Groups | Search | Server Info | Keyboard shortcuts | Login | Register [http] [https] [nntp] [nntps]


Groups > comp.lang.python > #65401 > unrolled thread

Logging data from Arduino using PySerial

Started byThomas <t.tchorzewski@gmail.com>
First post2014-02-03 20:07 -0800
Last post2014-02-04 14:05 +0000
Articles 6 — 4 participants

Back to article view | Back to comp.lang.python


Contents

  Logging data from Arduino using PySerial Thomas <t.tchorzewski@gmail.com> - 2014-02-03 20:07 -0800
    Re: Logging data from Arduino using PySerial Chris Angelico <rosuav@gmail.com> - 2014-02-04 15:47 +1100
      Re: Logging data from Arduino using PySerial Thomas <t.tchorzewski@gmail.com> - 2014-02-03 20:57 -0800
        Re: Logging data from Arduino using PySerial Chris Angelico <rosuav@gmail.com> - 2014-02-04 16:18 +1100
    Re: Logging data from Arduino using PySerial Dennis Lee Bieber <wlfraed@ix.netcom.com> - 2014-02-04 08:56 -0500
    Re: Logging data from Arduino using PySerial MRAB <python@mrabarnett.plus.com> - 2014-02-04 14:05 +0000

#65401 — Logging data from Arduino using PySerial

FromThomas <t.tchorzewski@gmail.com>
Date2014-02-03 20:07 -0800
SubjectLogging data from Arduino using PySerial
Message-ID<e3b195f8-5a17-4536-9926-2b2ab193719c@googlegroups.com>
I've written a script to log data from my Arduino to a csv file. The script works well enough but it's very, very slow. I'm quite new to Python and I just wanted to put this out there to see if any Python experts could help optimise my code. Here it is:

    import serial
    import re
    import csv
    import numpy as np
    import matplotlib.pyplot as plt
    
    portPath = "/dev/ttyACM0"
    baud = 9600
    sample_time = 0.5
    sim_time = 30
    
    
    # Initializing Lists
    # Data Collection
    data_log = []
    line_data = []
    
    def map(x, in_min, in_max, out_min, out_max):
        return (((x - in_min) * (out_max - out_min))/(in_max - in_min)) + out_min
        
    # Establishing Serial Connection
    connection = serial.Serial(portPath,baud)
    
    # Calculating the length of data to collect based on the
    # sample time and simulation time (set by user)
    max_length = sim_time/sample_time
    
    # Collecting the data from the serial port
    while True:
        data_log.append(connection.readline())
        if len(data_log) > max_length - 1:
            break
                
    # Cleaning the data_log and storing it in data.csv
    with open('data.csv','wb') as csvfile:
        for line in data_log:
            line_data = re.findall('\d*\.\d*',line) # Find all digits
            line_data = filter(None,line_data)    # Filter out empty strings
            line_data = [float(x) for x in line_data] # Convert Strings to float
            
            for i in range(1,len(line_data)):
                line_data[i]=map(line_data[i],0,1023,0,5)
                
            csvwrite = csv.writer(csvfile)
            csvwrite.writerow(line_data)
            
            
    
    plt.clf()
    plt.close()
    plt.plotfile('data.csv',(0,1,2),names=['time (s)','voltage2 (V)','voltage1 (V)'],newfig=True)
    plt.show()


I'd appreciate any help/tips you can offer.

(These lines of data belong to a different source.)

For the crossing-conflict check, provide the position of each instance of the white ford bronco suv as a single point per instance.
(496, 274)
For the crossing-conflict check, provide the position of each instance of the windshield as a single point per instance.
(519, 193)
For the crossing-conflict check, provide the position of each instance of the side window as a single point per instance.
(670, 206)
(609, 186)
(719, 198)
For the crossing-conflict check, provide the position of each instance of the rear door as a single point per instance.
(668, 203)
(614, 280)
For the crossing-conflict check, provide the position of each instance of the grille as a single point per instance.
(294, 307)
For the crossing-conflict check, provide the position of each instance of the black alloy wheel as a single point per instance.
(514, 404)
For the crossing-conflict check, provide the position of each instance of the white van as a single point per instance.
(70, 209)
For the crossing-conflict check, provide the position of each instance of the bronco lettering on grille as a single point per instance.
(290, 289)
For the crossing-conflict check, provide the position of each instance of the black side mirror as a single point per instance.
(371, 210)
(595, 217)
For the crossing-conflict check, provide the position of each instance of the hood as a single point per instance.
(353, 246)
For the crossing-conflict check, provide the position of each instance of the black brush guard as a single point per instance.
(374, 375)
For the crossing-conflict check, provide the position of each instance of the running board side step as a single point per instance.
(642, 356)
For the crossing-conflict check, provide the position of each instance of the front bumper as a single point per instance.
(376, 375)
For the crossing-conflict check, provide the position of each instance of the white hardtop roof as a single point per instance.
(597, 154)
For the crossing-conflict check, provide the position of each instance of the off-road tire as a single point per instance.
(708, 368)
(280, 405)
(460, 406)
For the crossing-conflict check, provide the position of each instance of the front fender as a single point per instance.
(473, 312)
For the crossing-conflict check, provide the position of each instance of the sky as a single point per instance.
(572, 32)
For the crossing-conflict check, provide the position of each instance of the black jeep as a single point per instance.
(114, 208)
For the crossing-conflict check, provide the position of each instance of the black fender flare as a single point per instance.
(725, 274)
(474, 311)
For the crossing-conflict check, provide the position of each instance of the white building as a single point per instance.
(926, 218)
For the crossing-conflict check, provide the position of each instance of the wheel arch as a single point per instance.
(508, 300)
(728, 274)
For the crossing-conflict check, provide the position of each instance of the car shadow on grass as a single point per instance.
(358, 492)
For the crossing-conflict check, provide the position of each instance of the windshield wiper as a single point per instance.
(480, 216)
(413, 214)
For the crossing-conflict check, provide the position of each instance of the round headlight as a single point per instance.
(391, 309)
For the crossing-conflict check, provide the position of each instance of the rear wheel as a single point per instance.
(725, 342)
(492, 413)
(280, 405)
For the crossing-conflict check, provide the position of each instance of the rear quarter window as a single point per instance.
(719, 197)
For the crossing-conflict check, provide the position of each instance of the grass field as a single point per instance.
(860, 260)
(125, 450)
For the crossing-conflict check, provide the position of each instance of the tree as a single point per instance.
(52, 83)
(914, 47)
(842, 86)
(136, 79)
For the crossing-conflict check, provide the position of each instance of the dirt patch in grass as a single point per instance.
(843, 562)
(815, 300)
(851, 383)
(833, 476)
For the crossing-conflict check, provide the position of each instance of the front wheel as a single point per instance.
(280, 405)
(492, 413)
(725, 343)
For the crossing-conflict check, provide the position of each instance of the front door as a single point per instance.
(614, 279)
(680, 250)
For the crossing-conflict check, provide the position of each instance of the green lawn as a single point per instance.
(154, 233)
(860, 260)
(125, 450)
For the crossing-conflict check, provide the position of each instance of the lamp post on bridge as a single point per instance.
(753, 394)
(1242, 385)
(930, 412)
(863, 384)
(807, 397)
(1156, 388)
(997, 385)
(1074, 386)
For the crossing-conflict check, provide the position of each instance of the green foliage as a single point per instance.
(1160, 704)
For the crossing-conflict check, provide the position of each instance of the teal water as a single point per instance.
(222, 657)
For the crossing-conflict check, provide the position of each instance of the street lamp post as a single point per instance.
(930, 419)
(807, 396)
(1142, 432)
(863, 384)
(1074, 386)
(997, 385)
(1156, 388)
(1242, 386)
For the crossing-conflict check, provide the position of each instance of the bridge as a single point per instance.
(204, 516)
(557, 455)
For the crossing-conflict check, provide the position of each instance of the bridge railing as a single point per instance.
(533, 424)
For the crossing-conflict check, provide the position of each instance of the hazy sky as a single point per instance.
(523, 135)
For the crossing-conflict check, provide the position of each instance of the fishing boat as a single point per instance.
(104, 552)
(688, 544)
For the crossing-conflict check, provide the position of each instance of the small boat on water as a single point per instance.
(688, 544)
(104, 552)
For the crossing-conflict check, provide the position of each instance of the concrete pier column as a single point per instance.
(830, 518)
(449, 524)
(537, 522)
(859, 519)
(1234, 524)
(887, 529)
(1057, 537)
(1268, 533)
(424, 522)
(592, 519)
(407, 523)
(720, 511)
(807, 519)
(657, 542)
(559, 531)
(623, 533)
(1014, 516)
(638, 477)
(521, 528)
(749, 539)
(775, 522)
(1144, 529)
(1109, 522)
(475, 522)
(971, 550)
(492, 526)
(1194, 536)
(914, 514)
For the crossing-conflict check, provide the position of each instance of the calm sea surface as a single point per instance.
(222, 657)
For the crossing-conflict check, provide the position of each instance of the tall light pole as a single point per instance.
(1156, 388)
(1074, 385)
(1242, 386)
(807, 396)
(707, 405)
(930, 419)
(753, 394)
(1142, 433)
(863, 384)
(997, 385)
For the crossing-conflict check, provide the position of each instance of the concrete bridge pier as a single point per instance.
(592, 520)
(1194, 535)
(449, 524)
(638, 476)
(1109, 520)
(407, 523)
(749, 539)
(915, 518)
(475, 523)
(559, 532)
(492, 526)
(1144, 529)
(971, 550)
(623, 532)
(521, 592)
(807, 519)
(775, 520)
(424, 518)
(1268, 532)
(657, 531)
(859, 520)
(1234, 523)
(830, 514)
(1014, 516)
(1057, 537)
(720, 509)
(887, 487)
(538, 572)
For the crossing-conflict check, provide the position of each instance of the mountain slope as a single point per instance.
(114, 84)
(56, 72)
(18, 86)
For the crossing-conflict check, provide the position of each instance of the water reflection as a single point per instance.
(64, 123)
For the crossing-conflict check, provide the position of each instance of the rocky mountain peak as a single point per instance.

[toc] | [next] | [standalone]


#65402

FromChris Angelico <rosuav@gmail.com>
Date2014-02-04 15:47 +1100
Message-ID<mailman.6376.1391489248.18130.python-list@python.org>
In reply to#65401
On Tue, Feb 4, 2014 at 3:07 PM, Thomas <t.tchorzewski@gmail.com> wrote:
> I've written a script to log data from my Arduino to a csv file. The script works well enough but it's very, very slow. I'm quite new to Python and I just wanted to put this out there to see if any Python experts could help optimise my code. Here it is:
>

The most important question is: Have you profiled your code? That is,
do you know which part(s) are slow?

And the first part of that question is: Define "slow". How long does
your program actually take? How much data are you accumulating in that
time? By my reading, you're getting 60 lines from the serial port; how
long is each line?

For a basic back-of-the-envelope timing estimate, work out how long
each line is (roughly), and multiply by 60 (number of lines), then
divide by 960 (your baud rate, divided by 10, which gives a rough
bytes-per-second rate). That'll give you a ball-park figure for how
many seconds this loop will take:

>     # Collecting the data from the serial port
>     while True:
>         data_log.append(connection.readline())
>         if len(data_log) > max_length - 1:
>             break

If your lines are 80 characters long, give or take, then that works
out to 80*60/960 = five seconds just to fetch the data from the serial
port. So if the script is taking anywhere from 3 to 8 seconds to run,
then you can assume that it's probably spending most of its time right
here. Yes, that might feel like it's really slow, but it's all down to
your baud rate. You can easily confirm this by surrounding that loop
with:

import time
start_time = time.time()
while ...
   ... append ...
print("Time to fetch from serial port:",time.time()-start_time)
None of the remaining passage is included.